Use DirectShow to implement QQ's audio/video chat function

Last Update:2018-12-04 Source: Internet

Author: User

Developer on Alibaba Coud: Build your first app with APIs, SDKs, and tutorials on the Alibaba Cloud. Read more ＞

Currently, popular instant messaging tools, such as MSN and QQ, all implement the video and audio functions. Through video and audio, we can better communicate with our friends through the network, this article uses DirectShow technology to simulate QQ to achieve video and audio acquisition, transmission, and basically implement the QQ video and audio chat function.

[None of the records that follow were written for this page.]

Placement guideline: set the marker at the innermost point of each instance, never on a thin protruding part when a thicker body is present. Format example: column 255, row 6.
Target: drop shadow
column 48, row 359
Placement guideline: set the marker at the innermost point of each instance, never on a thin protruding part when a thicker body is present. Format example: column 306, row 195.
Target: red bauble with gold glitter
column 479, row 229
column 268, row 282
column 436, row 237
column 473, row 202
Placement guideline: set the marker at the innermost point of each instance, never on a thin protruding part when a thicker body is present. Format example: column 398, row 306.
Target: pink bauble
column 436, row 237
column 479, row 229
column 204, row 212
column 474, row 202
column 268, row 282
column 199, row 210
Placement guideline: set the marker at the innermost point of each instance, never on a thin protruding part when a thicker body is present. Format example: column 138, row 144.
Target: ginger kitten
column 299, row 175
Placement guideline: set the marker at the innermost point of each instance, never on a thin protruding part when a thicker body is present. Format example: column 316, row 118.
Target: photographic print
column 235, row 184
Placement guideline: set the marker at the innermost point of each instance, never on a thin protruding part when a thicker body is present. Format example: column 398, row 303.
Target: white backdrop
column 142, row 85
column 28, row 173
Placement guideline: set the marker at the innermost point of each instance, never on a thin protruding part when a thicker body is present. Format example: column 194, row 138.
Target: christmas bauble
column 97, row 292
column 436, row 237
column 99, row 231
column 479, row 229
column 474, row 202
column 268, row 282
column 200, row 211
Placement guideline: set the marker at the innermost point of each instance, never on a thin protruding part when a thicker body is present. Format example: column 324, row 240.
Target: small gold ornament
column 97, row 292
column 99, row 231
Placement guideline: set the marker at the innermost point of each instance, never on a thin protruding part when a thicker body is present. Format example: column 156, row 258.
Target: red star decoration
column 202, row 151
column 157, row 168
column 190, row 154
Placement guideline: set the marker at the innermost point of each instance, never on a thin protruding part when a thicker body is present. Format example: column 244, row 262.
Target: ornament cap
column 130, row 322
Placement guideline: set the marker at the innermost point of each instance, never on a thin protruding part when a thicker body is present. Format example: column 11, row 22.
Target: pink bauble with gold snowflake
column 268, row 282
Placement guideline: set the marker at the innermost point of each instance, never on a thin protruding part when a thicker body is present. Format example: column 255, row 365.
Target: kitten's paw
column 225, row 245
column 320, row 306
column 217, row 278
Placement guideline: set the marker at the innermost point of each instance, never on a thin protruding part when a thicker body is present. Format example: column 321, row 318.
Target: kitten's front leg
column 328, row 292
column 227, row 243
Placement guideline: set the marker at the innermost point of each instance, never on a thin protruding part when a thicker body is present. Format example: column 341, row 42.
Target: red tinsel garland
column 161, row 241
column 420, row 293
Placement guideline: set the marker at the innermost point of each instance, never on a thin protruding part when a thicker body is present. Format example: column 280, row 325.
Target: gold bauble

The main function of the network video/audio system is the collection of video/audio and network transmission. With the video capture API functions, you can easily capture videos. However, for network transmission of videos, it takes some time. For the transmission of video and audio data, it is not feasible to transmit audio and video data simply using a datagram socket. RTP must also be used on the UDP layer (real-time transmission protocol) and RTCP (real-time transmission control protocol) to improve service quality. The real-time transmission protocol provides end-to-end data transmission services with real-time features. Before audio and video data, we insert a RTP Header containing the load identifier, serial number, time stamp, and the same-step source identifier, and then transmit the RTP packet on the IP network using the datagram socket, this improves the continuous replay effect and audio/video synchronization. Real-time transmission control protocol RTCP is used for RTP control. The most basic function of RTCP is to use the sender report and receiver report to infer the Quality of Service of the network. If the congestion is serious, use low-rate encoding standards or reduce the bit rate of data transmission to reduce network load and provide better q.s assurance.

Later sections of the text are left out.